STATEMENT OF DECISION AND REASONS

APPLICATION FOR REVIEW

  1. This is an application for review of a decision dated 27 September 2016 made by a delegate of the Minister for Immigration to cancel the applicant’s Subclass 573 Higher Education Sector visa under s.116(1)(b) of the Migration Act 1958 (the Act).

  2. The delegate cancelled the visa on the basis that the applicant had breached condition 8202. The issue in the present case is whether that ground for cancellation is made out, and if so, whether the visa should be cancelled.

  3. The applicant appeared before the Tribunal on 8 February 2018 to give evidence and present arguments.

  4. The applicant was represented in relation to the review by his registered migration agent.

  5. For the following reasons, the Tribunal has concluded that the decision to cancel the applicant’s visa should be affirmed.

    CONSIDERATION OF CLAIMS AND EVIDENCE

  6. The issue in the present case is whether the applicant, as the holder of a student visa, has breached condition 8202 of Schedule 8 to the Migration Regulations 1994 (the Regulations).

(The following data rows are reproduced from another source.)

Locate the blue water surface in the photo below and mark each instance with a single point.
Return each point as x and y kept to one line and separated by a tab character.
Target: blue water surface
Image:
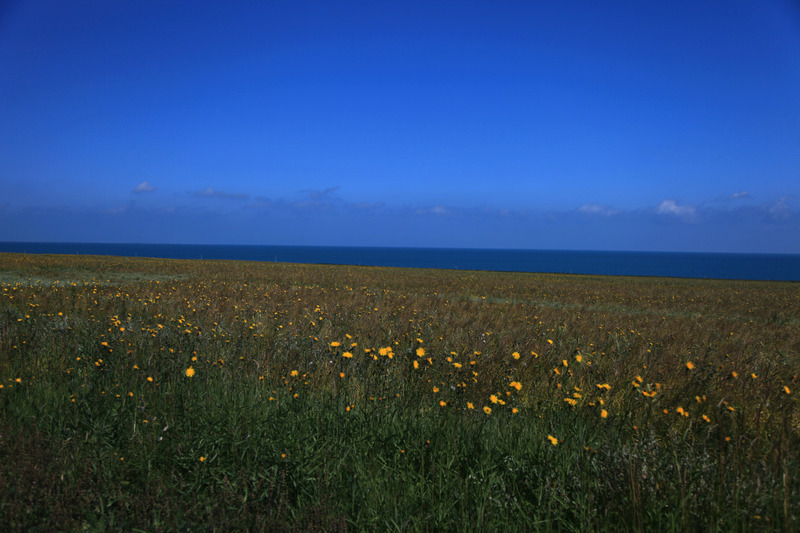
778	267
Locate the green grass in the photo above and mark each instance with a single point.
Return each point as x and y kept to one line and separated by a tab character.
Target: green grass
101	429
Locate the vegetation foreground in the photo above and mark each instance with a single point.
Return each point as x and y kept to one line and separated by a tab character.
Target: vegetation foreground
216	395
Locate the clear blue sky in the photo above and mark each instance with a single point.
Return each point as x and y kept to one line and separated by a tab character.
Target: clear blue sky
657	125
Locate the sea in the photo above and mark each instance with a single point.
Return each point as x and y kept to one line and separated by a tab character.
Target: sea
774	267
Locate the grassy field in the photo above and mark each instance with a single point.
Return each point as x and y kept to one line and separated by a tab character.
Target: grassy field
167	395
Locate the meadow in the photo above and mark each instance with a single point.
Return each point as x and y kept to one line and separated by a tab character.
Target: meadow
175	395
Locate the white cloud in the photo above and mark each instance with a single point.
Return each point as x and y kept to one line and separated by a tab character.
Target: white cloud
144	187
671	207
738	195
438	210
594	209
213	193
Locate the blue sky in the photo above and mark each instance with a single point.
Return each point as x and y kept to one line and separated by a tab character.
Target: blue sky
664	126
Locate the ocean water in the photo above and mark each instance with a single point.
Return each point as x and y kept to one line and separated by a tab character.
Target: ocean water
778	267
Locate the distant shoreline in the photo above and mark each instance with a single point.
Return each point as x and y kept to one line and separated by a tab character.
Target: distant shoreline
728	266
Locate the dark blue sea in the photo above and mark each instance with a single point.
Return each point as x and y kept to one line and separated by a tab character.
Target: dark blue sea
778	267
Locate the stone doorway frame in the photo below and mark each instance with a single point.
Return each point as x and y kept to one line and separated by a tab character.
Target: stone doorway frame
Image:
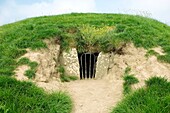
87	62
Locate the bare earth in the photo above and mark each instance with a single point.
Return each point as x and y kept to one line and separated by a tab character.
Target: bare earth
94	96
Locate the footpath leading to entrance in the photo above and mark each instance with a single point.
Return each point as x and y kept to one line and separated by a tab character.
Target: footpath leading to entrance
94	96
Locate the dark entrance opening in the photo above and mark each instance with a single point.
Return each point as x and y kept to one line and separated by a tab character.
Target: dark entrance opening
87	62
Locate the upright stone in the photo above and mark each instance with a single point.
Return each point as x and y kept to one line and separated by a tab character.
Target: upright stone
104	64
70	62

If the applicant has breached that condition, under s.116(1) of the Act, the visa may be cancelled.

    Did the applicant comply with Condition 8202?

  7. Condition 8202, as it applies in this case, is set out in the attachment to this decision. Relevantly, it requires that the applicant:

    ·be enrolled in a registered course, or in limited cases, a full time course of study or training: 8202(2)

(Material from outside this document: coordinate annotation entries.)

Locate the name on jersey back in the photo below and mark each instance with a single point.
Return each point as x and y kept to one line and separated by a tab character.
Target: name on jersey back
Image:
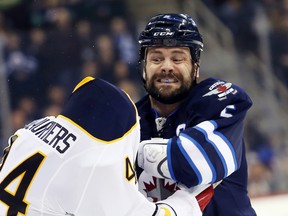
52	133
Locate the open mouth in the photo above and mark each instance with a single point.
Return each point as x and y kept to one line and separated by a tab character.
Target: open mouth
167	80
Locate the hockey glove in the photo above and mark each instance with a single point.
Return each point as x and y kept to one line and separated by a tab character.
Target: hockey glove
152	157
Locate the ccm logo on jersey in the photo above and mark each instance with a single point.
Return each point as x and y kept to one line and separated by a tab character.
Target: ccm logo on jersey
221	89
52	133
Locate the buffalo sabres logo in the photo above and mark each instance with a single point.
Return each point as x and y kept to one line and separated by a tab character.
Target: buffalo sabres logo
221	89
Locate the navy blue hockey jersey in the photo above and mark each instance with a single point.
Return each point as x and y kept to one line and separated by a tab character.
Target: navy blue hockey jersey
205	145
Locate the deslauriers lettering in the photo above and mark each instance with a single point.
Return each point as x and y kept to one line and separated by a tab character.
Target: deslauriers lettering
52	133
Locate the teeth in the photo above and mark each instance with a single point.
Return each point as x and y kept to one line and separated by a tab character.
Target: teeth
166	80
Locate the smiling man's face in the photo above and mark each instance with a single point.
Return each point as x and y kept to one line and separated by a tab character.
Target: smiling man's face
169	73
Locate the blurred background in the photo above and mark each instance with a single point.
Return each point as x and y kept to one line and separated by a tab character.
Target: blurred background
48	46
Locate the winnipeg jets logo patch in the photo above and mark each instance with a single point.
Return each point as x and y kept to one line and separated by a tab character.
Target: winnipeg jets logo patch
221	89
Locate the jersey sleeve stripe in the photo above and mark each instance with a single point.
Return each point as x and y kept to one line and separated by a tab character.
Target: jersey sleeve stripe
221	145
197	158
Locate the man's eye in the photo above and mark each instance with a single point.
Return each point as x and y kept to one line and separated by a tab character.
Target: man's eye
156	59
178	60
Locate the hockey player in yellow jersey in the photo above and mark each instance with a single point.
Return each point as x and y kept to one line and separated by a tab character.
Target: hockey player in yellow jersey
81	162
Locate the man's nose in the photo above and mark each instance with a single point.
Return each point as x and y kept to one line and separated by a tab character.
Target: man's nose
167	66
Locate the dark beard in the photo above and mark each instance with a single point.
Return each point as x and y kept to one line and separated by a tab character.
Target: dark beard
172	98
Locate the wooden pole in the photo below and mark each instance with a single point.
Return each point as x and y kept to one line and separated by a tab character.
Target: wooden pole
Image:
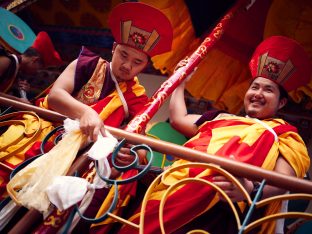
237	168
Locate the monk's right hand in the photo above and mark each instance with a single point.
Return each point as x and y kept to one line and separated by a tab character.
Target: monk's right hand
91	124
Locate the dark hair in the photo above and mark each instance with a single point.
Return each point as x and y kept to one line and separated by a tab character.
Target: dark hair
32	52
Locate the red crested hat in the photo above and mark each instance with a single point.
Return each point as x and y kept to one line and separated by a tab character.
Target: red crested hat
44	46
142	27
282	60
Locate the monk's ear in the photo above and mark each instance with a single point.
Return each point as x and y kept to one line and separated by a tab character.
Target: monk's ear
282	103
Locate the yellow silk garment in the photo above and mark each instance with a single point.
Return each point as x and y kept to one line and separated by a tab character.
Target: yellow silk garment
248	135
14	132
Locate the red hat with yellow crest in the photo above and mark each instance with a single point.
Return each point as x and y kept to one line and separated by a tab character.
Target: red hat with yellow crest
142	27
282	60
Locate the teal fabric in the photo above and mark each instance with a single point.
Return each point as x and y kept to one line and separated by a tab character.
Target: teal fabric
164	131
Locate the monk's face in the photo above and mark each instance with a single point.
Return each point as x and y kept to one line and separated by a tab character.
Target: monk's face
127	62
262	99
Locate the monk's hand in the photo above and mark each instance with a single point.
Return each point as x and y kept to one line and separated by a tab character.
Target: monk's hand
91	124
124	157
231	189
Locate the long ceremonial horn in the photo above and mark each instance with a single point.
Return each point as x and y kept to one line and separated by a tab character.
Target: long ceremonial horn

    ·has not been certified by his or her education provider, as not achieving satisfactory course progress as specified: 8202(3)(a), and

    ·has not been certified by his or her education provider, as not achieving satisfactory course attendance as specified: 8202(3)(b).

  8. In the present case, the applicant’s visa was cancelled on the basis the applicant was not enrolled in a registered course.

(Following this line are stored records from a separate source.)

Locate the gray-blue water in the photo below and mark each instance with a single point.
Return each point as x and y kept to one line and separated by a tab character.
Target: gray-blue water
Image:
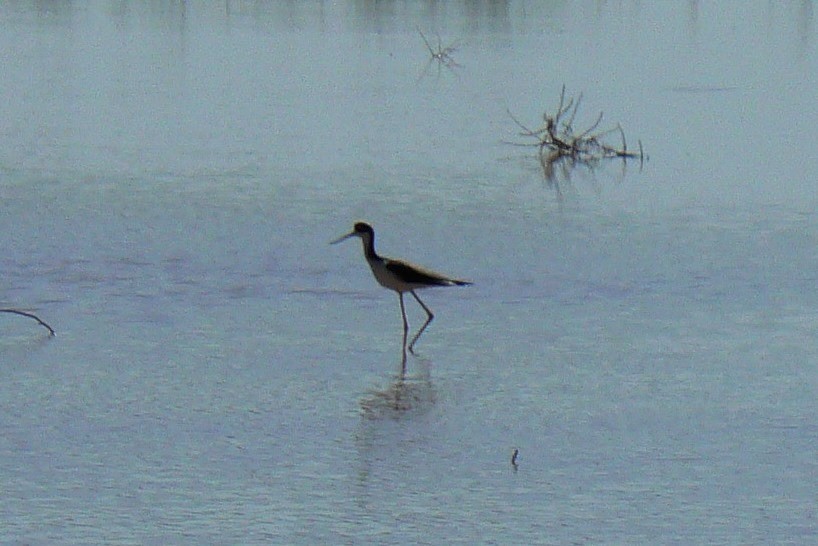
171	174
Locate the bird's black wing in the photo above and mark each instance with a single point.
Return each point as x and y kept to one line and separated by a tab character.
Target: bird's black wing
415	274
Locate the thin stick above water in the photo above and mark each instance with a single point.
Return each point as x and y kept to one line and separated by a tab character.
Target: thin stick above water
31	316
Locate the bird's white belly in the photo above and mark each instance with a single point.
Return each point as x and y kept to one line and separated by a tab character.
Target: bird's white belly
387	279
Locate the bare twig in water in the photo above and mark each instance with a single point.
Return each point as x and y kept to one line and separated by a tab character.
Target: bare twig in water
558	143
31	316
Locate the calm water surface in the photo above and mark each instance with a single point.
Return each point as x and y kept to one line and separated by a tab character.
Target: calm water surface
171	174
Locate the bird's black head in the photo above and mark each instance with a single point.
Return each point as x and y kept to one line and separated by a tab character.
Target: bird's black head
362	227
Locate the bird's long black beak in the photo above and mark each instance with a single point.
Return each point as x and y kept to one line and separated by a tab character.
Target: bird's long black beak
343	238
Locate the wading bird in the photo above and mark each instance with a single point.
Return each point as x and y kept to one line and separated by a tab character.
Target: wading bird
399	276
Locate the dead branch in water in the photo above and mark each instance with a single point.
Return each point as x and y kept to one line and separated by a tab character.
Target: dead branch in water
31	316
558	143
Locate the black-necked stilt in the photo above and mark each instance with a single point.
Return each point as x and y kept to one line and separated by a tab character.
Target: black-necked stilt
399	276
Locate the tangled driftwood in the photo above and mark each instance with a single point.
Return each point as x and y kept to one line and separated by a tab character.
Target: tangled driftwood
558	143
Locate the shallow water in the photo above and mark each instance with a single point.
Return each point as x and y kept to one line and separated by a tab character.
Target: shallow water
171	175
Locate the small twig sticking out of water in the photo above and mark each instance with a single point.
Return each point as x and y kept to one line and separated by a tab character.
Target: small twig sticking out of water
31	316
443	55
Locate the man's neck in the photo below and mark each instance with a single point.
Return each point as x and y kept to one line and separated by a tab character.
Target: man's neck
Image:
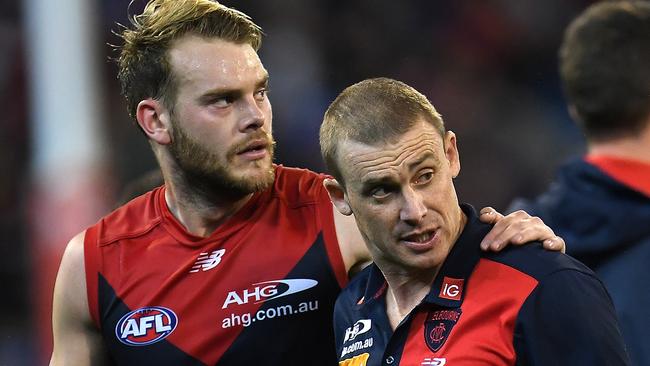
199	214
405	291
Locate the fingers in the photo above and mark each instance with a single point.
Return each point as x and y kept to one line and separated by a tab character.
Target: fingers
489	215
555	243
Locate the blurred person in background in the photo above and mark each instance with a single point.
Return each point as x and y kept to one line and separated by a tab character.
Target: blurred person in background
234	260
600	203
432	297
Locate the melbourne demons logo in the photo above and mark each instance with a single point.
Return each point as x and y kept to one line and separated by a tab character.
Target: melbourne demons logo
438	325
146	326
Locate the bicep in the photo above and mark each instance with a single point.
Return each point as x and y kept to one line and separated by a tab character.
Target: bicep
569	319
353	249
76	340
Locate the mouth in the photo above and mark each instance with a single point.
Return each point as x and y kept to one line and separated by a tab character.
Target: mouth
420	241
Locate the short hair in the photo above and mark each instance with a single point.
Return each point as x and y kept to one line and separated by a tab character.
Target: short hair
144	68
605	68
373	111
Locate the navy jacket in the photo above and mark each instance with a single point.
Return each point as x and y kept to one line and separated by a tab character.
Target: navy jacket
606	225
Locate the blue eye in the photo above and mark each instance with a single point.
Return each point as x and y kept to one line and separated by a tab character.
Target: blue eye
380	192
260	95
424	178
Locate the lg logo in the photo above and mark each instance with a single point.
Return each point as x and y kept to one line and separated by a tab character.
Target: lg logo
452	288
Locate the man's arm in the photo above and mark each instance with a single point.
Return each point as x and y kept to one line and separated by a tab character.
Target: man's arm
76	340
569	319
516	228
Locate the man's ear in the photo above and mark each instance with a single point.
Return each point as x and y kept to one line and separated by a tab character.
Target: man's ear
154	120
337	196
451	152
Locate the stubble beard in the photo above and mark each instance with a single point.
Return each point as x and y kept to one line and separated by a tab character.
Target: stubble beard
205	172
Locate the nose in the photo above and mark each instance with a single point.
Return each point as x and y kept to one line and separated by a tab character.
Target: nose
253	116
413	207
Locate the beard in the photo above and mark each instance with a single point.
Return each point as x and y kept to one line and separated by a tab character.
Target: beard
211	174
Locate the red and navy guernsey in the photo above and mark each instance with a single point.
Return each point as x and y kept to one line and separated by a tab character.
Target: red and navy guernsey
521	306
260	290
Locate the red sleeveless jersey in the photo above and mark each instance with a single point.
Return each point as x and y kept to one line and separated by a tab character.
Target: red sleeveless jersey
259	290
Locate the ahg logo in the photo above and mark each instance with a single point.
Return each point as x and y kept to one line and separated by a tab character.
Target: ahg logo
264	291
452	288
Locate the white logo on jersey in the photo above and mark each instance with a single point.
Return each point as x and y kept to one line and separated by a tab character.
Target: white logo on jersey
206	262
360	327
434	361
268	290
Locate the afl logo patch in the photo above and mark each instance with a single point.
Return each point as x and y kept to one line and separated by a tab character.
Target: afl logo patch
146	326
438	325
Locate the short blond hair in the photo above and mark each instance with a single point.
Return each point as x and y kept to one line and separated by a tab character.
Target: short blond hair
144	69
373	111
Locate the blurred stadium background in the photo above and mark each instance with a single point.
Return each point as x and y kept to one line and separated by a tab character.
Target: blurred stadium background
68	147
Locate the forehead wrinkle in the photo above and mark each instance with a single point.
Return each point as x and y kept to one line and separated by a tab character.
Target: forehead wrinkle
393	156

  9. In support of the application for review, the applicant provided to the Tribunal a copy of the delegate’s decision record in which it is noted that information available in the Provider Registration and International Student Management System (PRISMS) indicates that as of the date of the delegate’s decision record of 27 September 2016, the applicant had not been enrolled in a registered course of study since 23 July 2015.  In the course of the hearing, the applicant agreed with this information and advised that he is still not enrolled in a registered course of study.

  10. On the evidence before it, the Tribunal finds that the applicant has not been enrolled in a registered course since 23 July 2015. Accordingly, the applicant has not complied with condition 8202(2). As the applicant has not complied with the visa condition, the ground for cancellation in s.116(1)(b) arises.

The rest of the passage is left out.